PyTorch Trainer Baseline + TPU Integration

I hope you find this repository useful. If you do, please start ⭐ this repository.

Introduction

This repository contains the code for an image classification task for dataset. The main task is to classify whether the image is of either a Car or a Tank.

I have also made a training notebook trained on GPU-T4x2. The codes in this repository is for training the model on TPUs.

Data

The dataset is posted on kaggle by Gateway Adam. The data consists of a set of images distinguished as Car & Tanks. The data is in the form of .jpg .

Training

If you want to train the model, you have to perform two steps:

1. Get the data

Download the data from here

Now, take the downloaded .zip file and extract it into the new folder input/.

Take care that the input/ folder is at same directory level as train.py file.

2. Installing the dependencies

To run the code in this repository, few frameworks need to be installed in your machine. Make sure you have enough space and stable internet connection.

Note: torch_xla can have issues while running on Kaggle or Colab Notebooks. Take a look at this kaggle discussion.

Run the below command for installing torch_xla dependecies:

$ pip install cloud-tpu-client==0.10 https://storage.googleapis.com/tpu-pytorch/wheels/torch_xla-1.7-cp37-cp37m-linux_x86_64.whl

Run the below command for installing the required dependencies.

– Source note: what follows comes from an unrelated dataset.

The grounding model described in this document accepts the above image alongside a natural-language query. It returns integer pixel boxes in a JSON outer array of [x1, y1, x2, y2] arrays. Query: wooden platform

$ pip install -r requirements.txt

3. Training the model

If you have the above steps right then, running the train.py should not produce any errors. To run the code, open the terminal and change the directory level same as train.py file. Now run the train.py file.

$ python train.py

You should start seeing the progress bar, on few seconds at the beginning of training. If you have any problem, feel free to open a Issue. Will be happy to help.

4. Training Result.

If you want to test the mode, find the model weights after training on vit_base_patch16_224 run on TPU at this link

Below shows the metrics plot on GPU.

Note:

When training on TPU, we make use of multiple cores and we must merge the scores from different cores. Run the below code:

if __name__=="__main__":
  def _map_fn(rank,flags):
    torch.set_default_tensor_type("torch.FloatTensor")
    a= _run()
  FLAGS= {}
  xmp.spawn(_map_fn,args=(FLAGS,),nprocs=8, start_method="fork")

In the above code the _run() is where the individual results are returned and _map_fn() is used to collect them.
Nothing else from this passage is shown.